Built around this sure-fire suspense mechanism, Bigelow and screenwriter Mark Boal (an Iraq War journalist) have room to explore landscape of the war and the complex interplay between the three main characters.

The audience surrogate in this is Sgt. J.T. Sanborn (Anthony Mackie, from “Half Nelson”), a cool, smart survivor who’s counting the days — 38 — until the end of his hitch. He and anxious Spc. Eldridge (Brian Geraghty) have figured out a formula for staying alive in their difficult job.

The new guy in the trio is Staff Sgt. Will James (Jeremy Renner), who comes in with gladiator swagger and awe-inspiring battle instincts. Where Sanborn goes by the book, James improvises.

At first, we’re with Sanborn: This guy is going to get them all killed. But one of the amazing things about “The Hurt Locker” is that it won’t settle for easy definitions of character. James might be unpredictable, but his courage has no boundaries.
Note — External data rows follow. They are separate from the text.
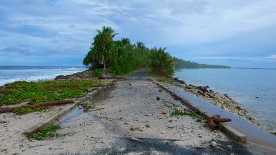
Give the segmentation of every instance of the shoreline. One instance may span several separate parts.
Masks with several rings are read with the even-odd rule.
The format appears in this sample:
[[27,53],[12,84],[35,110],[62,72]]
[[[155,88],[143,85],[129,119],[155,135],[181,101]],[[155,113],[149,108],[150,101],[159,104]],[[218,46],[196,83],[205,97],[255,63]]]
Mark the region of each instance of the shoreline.
[[[97,96],[85,96],[86,99],[91,99],[92,107],[86,112],[73,116],[68,122],[61,123],[69,123],[68,126],[65,126],[59,131],[59,133],[66,134],[64,137],[52,138],[50,141],[30,141],[21,134],[23,130],[18,130],[20,123],[17,123],[27,121],[27,126],[21,125],[23,126],[23,129],[29,128],[32,120],[30,118],[37,118],[37,121],[40,121],[46,118],[50,115],[49,113],[63,107],[54,107],[53,111],[36,112],[20,116],[12,113],[0,114],[0,119],[3,121],[5,125],[3,130],[6,130],[2,134],[7,138],[7,145],[0,147],[0,149],[3,147],[2,150],[10,153],[22,151],[22,154],[29,154],[30,152],[42,154],[45,153],[43,150],[57,154],[90,154],[95,152],[95,150],[104,152],[106,147],[121,148],[122,146],[118,144],[121,142],[129,144],[130,137],[130,141],[135,143],[134,145],[131,145],[133,148],[140,146],[140,141],[146,143],[149,141],[150,143],[159,143],[161,147],[179,146],[181,150],[195,150],[195,153],[200,152],[198,148],[201,148],[202,152],[216,152],[217,154],[220,154],[224,151],[217,149],[217,143],[218,146],[223,148],[225,152],[237,154],[243,150],[245,153],[248,153],[243,145],[233,141],[221,131],[212,130],[206,127],[204,121],[198,121],[198,117],[170,115],[173,112],[174,107],[182,110],[188,110],[189,107],[181,104],[170,93],[160,92],[158,85],[137,74],[139,74],[117,81],[115,87],[103,91],[103,94],[100,93]],[[67,105],[64,107],[66,106]],[[163,111],[166,112],[165,114],[162,113]],[[39,117],[36,118],[36,116]],[[139,127],[143,130],[133,130],[133,126]],[[17,134],[12,131],[16,131]],[[128,138],[126,137],[126,135],[129,136]],[[9,136],[13,138],[8,138]],[[175,141],[169,142],[170,139]],[[215,146],[210,146],[215,142]],[[17,145],[21,147],[14,147]],[[72,149],[76,146],[77,149]],[[130,152],[132,151],[131,147]],[[159,146],[152,147],[146,148],[158,149]],[[262,152],[266,152],[266,150]]]
[[[137,71],[136,71],[137,72]],[[97,77],[95,77],[92,76],[92,71],[90,70],[86,70],[81,72],[75,72],[71,74],[68,75],[58,75],[55,77],[53,79],[39,79],[35,81],[34,81],[34,82],[39,82],[44,81],[77,81],[77,80],[83,80],[83,79],[92,79]],[[131,73],[130,73],[131,74]],[[103,74],[103,77],[112,78],[112,76],[108,74]],[[226,111],[234,114],[235,115],[238,116],[257,126],[261,127],[266,131],[276,135],[276,130],[275,127],[272,125],[268,125],[265,123],[262,123],[262,121],[258,121],[257,119],[253,118],[250,114],[248,110],[244,109],[241,105],[233,99],[230,96],[229,96],[226,94],[223,94],[219,92],[215,92],[209,88],[207,86],[199,86],[192,84],[188,84],[184,81],[179,79],[177,77],[172,77],[172,82],[171,84],[173,84],[176,86],[180,87],[182,89],[193,93],[203,99],[210,101],[213,104],[221,107]],[[7,83],[6,83],[7,84]],[[1,87],[4,87],[5,85],[0,85]]]
[[174,77],[172,82],[172,85],[180,87],[187,92],[193,93],[200,98],[210,101],[211,103],[220,107],[221,108],[240,117],[254,125],[259,126],[262,129],[275,135],[275,127],[268,125],[265,123],[258,121],[254,118],[247,110],[243,108],[241,105],[227,94],[222,94],[219,92],[213,91],[206,86],[198,86],[192,84],[187,84],[184,81],[179,80]]

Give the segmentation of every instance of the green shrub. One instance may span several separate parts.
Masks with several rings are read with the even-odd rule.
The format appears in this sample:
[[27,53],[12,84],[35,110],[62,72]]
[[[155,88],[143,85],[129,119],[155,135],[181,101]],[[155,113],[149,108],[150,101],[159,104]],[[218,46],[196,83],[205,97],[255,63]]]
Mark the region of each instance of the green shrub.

It’s only when James befriends an Iraqi street kid that the movie seems about to step into convention, but even then it finds original ways of telling its stories.
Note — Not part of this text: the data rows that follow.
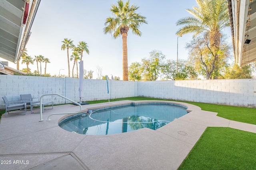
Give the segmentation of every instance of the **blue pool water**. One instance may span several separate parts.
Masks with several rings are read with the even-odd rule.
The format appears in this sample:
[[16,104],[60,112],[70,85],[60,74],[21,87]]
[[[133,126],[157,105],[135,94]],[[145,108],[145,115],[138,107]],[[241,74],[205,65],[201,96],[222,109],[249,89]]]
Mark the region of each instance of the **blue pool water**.
[[93,110],[60,121],[62,128],[87,135],[110,135],[144,127],[157,129],[187,113],[186,108],[171,104],[127,105]]

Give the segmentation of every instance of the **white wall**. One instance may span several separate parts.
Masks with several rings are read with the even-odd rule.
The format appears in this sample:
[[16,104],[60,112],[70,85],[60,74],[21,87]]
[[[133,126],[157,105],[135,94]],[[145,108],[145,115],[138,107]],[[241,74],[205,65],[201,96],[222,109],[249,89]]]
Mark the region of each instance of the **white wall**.
[[256,107],[256,79],[138,82],[138,95]]
[[[142,96],[256,107],[256,79],[108,82],[111,99]],[[0,109],[4,108],[2,96],[16,100],[21,94],[39,98],[58,93],[79,102],[78,86],[77,78],[0,75]],[[84,80],[82,101],[106,100],[108,96],[106,80]],[[44,99],[54,104],[69,102],[56,96]]]
[[[82,101],[108,99],[106,80],[84,79]],[[108,81],[109,97],[112,99],[137,96],[134,82]],[[136,84],[136,85],[135,85]],[[2,98],[6,96],[10,101],[20,100],[20,94],[31,94],[33,98],[42,94],[58,93],[79,102],[79,79],[35,76],[0,75],[0,109],[4,109]],[[54,104],[70,103],[58,96],[46,96],[44,101],[52,101]]]

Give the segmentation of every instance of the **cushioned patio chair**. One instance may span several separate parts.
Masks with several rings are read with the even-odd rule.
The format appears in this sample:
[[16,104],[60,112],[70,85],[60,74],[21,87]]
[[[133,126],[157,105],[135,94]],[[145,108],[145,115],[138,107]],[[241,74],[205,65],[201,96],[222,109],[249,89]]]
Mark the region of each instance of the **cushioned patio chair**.
[[[5,103],[5,117],[10,117],[14,116],[18,116],[20,115],[26,115],[26,103],[22,101],[12,101],[9,102],[6,96],[4,96],[2,98],[4,99],[4,101]],[[9,111],[10,110],[18,110],[18,109],[24,109],[25,112],[23,114],[20,114],[17,115],[18,113],[10,113]],[[7,112],[8,111],[8,114],[15,114],[15,115],[12,115],[9,116],[7,116]]]
[[[32,98],[31,94],[21,94],[20,98],[21,99],[21,101],[25,102],[27,106],[30,106],[31,113],[32,113],[32,108],[33,107],[32,105],[40,102],[39,100],[39,98]],[[35,99],[37,99],[36,101],[35,101]]]

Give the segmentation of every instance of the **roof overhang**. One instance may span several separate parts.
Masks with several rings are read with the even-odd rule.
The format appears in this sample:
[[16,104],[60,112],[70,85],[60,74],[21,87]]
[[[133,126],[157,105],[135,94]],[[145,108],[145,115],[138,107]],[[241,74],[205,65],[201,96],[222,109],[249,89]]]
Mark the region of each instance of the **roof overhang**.
[[243,66],[256,61],[256,1],[227,1],[235,61]]
[[0,57],[19,60],[40,0],[0,0]]

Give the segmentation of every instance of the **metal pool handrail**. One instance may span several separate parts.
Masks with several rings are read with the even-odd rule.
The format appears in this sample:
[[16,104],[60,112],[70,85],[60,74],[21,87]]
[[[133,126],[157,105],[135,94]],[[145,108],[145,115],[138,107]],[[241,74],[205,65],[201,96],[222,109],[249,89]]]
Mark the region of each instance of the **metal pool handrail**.
[[47,121],[49,121],[50,120],[50,119],[49,118],[52,115],[66,115],[66,114],[75,114],[75,113],[79,113],[80,112],[80,111],[81,111],[82,110],[82,106],[79,104],[79,103],[76,102],[75,101],[74,101],[73,100],[72,100],[71,99],[70,99],[68,98],[66,98],[65,96],[64,96],[62,95],[61,95],[60,94],[58,94],[57,93],[54,93],[52,94],[43,94],[41,97],[40,98],[40,120],[39,120],[39,121],[43,121],[44,120],[43,119],[43,107],[42,107],[42,99],[43,98],[43,97],[44,96],[52,96],[52,95],[57,95],[58,96],[59,96],[61,97],[62,98],[64,98],[64,99],[68,100],[69,100],[70,101],[76,104],[77,105],[79,106],[80,106],[80,110],[78,111],[76,111],[76,112],[68,112],[68,113],[52,113],[49,116],[48,116],[48,117],[47,118]]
Shooting in Amman, Jordan, Bigelow captures the heat and the sand and the toll of operating at this level of war. Previously known as an inspired director of offbeat action movies (“Point Break,” “Strange Days”), she absolutely puts it all together here — it will be surprising if she isn’t Oscar-nominated for best director next year.

Mackie and Renner (who first came to notice in the title role of the lurid “Dahmer”) act as though their lives depend on it. Small roles are taken by the likes of Ralph Fiennes, Guy Pearce and David Morse; Evangeline Lilly plays James’ stateside partner.

“The Hurt Locker” is distinguished from other Iraq War films by its refusal to politicize. There’s more than enough here to allow us to draw our own conclusions about this impeccably rendered Ground Zero.